61, father of 5, business coach/mentor at Centre for Mentoring and Coaching; CEO of National Coalition-Building Institute.
What made you wake up in terms of who you are as a man and a black man?
I went to a Prime Minister Diversity Challenge workshop run by NCBI at Russell Square in 2001. The question was asked ‘stand if you identify as a man?’ I was 46 and I realised that I’d never really looked at myself in this way properly before and that no one had specifically acknowledged me for my male identity.
It was incredibly important to see myself of African heritage and all the context that brings with it. However, as a man I was drifting along with that identity. At that moment, I realised what power I have as a man. And most significantly as a father and a partner. I recognised how important it was to continue being around for my children, and subsequently, when I got involved with the Criminal Justice System to realise how many of those young men in prison haven’t been fathered.
And what did doing Beyond The Hero mean to you along this journey?
I discovered what a good emotion anger is when it’s clean. That there is a difference between rage and anger but that anger expressed corrected can be the path to liberation. The great thing about rites of passage work is that it gets below the veneer of masculinity, and BTH is very much a process of pull rather than push, which means you step willingly into a place for change.

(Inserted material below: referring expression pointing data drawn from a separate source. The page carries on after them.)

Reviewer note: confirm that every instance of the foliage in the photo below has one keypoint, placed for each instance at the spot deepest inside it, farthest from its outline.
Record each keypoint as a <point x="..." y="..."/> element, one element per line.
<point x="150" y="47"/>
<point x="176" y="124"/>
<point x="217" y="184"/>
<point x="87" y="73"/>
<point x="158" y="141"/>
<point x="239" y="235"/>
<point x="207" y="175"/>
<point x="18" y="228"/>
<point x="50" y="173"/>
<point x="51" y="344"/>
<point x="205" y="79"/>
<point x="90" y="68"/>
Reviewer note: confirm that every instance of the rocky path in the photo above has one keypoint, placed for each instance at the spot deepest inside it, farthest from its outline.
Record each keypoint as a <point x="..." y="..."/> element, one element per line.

Also we as human beings all love being read stories, and this is at the core of BTH. It takes you back to childhood and who we once were. We find another type of hero within ourselves, not the male one that society so often puts forward in a macho way.
And you were instrumental in setting up London’s Beyond The Difference weekend?
Yes, abob approached me with the intention of setting up a BTH weekend, which would attract men of colour. I helped influence the thinking about the course with more of a black perspective in mind. To support the delivery US-based James McCleary also came over. I still continue to support abob with diversity consciousness.
For example on the nature walk is a tree hundreds of years old. It’s historical existence has both an African and a European historical perspective. I suggested referencing an African perspective too. The brilliant thing about abob is that they are very willing to hear and evolve.
How did you get involved in the Haringey group?
I always wanted to get more involved but was incredibly busy. I knew it was important when a London group started to be attracting men from diverse backgrounds so I helped with that. Through my contacts, we got to know about black events going on in Haringey and attended them. For example there is an organisation called Find Your Voice which had about 200 people at one of its events. We started by attracting men to care about their community and to become mentors. The young men came afterwards.
How do you see it in Haringey?
I think the potential in Haringey is huge. There are too many young men in need of mentoring and there are too many older men who don’t know what to do to help them. We are busy forming different partnerships and have plans for a number of adult programmes and of course young people programs too. We are also building relationship with other community groups such as MAC UK, Father 2 Father and on a bigger scale Tottenham Hotspur FC. And, we already have plans to take ABOB into other areas of London in 2016.